Integrate Data from Your Amazon S3 Bucket Directly to GoodData
This tutorial guides you through the process of setting up direct data distribution to load data from CSV files stored in an Amazon S3 bucket to the GoodData platform.
This tutorial assumes that you have one or multiple GoodData workspaces, and these workspaces have a logical data model (LDM) that meets your business requirements for data analysis.
By the end of this tutorial, you should be able to connect your S3 bucket to the GoodData platform, and set up the data load to run regularly.
If you have multiple workspaces and do not have them organized in segments, set up Automated Data Distribution (ADD) v2 for object storage services first. For more information, see Set Up Automated Data Distribution v2 for Object Storage Services.
Prepare source files
Prepare the source files that you want to load to your workspaces. Make sure that the source files meet the requirements described in GoodData-S3 Integration Details.
Set up a connection between your S3 bucket and the GoodData platform
The connection details are described within the entity called Data Source.
Create a Data Source for the S3 bucket where your source files are stored. For more information about how to create a Data Source for an Amazon S3 bucket, see Create a Data Source.
You are now going to deploy, schedule, and run the Automated Data Distribution (ADD) v2 process that will load the data from your S3 bucket to the workspace. For more details about ADD v2, see Automated Data Distribution v2 for Object Storage Services.
Deploy, schedule, and run the ADD v2 process
Deploy the ADD v2 process to the GoodData platform and then create a schedule for the deployed process to automatically execute the data loading process at a specified time.
- If you have only one workspace to load data to, deploy the ADD v2 process to this workspace.
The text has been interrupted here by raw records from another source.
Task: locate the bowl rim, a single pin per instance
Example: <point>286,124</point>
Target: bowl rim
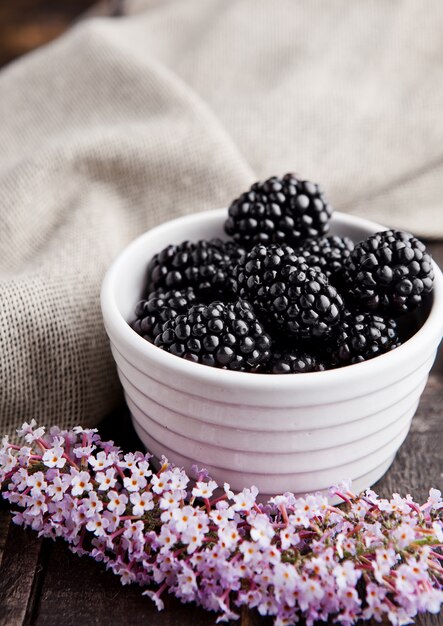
<point>419,347</point>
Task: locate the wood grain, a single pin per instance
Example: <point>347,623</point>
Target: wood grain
<point>21,569</point>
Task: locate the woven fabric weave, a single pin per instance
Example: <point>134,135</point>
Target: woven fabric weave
<point>124,123</point>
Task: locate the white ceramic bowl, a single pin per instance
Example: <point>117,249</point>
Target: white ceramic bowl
<point>291,432</point>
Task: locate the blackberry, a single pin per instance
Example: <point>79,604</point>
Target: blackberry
<point>279,210</point>
<point>327,253</point>
<point>363,336</point>
<point>161,306</point>
<point>207,266</point>
<point>390,271</point>
<point>290,295</point>
<point>221,335</point>
<point>293,362</point>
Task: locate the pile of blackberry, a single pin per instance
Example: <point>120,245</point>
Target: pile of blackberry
<point>283,296</point>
- If you have multiple workspaces to load data to and you have the workspaces organized into segments (see Set Up Automated Data Distribution v2 for Object Storage Services), deploy the ADD v2 to the service workspace.
Steps:
- Click your name in the top right corner, and select Data Integration Console. Alternatively, go to
https://{your.domain.com}/admin/disc/
. - On the top navigation bar, select Workspaces and click the name of your workspace.
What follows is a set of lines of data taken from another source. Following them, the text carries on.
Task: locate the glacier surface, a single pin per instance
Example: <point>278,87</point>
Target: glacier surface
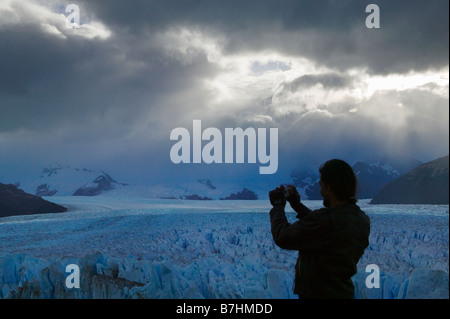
<point>151,248</point>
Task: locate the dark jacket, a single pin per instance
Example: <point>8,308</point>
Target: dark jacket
<point>330,242</point>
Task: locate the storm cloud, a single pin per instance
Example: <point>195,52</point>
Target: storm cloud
<point>109,93</point>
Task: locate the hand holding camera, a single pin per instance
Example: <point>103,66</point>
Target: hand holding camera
<point>281,194</point>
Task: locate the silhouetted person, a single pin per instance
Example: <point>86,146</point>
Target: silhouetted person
<point>330,240</point>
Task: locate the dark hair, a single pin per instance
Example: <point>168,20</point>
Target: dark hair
<point>338,175</point>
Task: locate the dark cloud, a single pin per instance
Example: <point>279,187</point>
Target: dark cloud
<point>413,34</point>
<point>113,100</point>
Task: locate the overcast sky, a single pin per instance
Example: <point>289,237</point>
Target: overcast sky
<point>107,95</point>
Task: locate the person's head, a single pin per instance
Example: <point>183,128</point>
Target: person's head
<point>337,183</point>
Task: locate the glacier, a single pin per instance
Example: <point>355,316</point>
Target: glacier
<point>154,248</point>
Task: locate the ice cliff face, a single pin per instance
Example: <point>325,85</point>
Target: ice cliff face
<point>136,253</point>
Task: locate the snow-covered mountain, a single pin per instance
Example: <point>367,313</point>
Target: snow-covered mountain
<point>426,184</point>
<point>67,181</point>
<point>372,176</point>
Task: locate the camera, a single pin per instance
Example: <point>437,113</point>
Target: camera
<point>286,192</point>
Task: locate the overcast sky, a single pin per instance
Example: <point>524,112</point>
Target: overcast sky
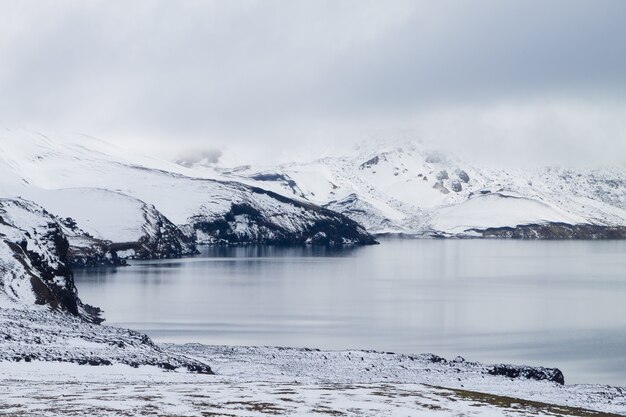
<point>507,80</point>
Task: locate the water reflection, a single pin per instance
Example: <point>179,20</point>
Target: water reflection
<point>545,303</point>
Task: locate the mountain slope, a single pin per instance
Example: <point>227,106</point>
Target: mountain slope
<point>404,187</point>
<point>204,208</point>
<point>34,260</point>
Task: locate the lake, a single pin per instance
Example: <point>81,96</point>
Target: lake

- Click Deploy Process. The deploy dialog opens.
- From the Component dropdown, select Automated Data Distribution.
- From the Data Source dropdown, select the Data Source that you have created at the step Set up a connection between your S3 bucket and the GoodData platform. The path to your S3 bucket is obtained from that Data Source and displayed for your review.
- (Optional) Add sub-folders to the path to point to the folder where the source files are located.
- Specify the workspaces to load the data to.
If you want to load the data to the current workspace, select Current Workspace.
If you have only one workspace to load data to, the Current Workspace option is the only option available and it is pre-selected by default.If you have multiple workspaces to load data to and you have the workspaces organized into segments (see Set Up Automated Data Distribution v2 for Object Storage Services), select Segment (LCM) and then select the segment containing the workspaces to distribute the data to.
- Enter a descriptive name for the ADD v2 process.
- Click Deploy. The ADD v2 process is deployed. You are now going to schedule the deployed process.
- For the deployed ADD v2 process, click Create new schedule.
- In the Runs dropdown, set the frequency of execution to manually. This means that the process will run only when manually triggered.
- Click Schedule. The schedule is saved and opens for your preview. You are now going to manually run the scheduled process.
- Click Run. The schedule is queued for execution and is run as platform resources are available.
- If the schedule fails with errors, fix the errors, and run the schedule again. Repeat until the process finishes with a status of OK, which means that the ADD v2 process has loaded the data to your workspace.
- (Optional) In the Runs dropdown, set the frequency of execution to whatever schedule fits your business needs. Click Save. The schedule is saved.
You can now start analyzing your data. Use Analytical Designer and create your first insight.
Summary
You have completed the tutorial. You should now be able to set up direct data distribution from an S3 bucket.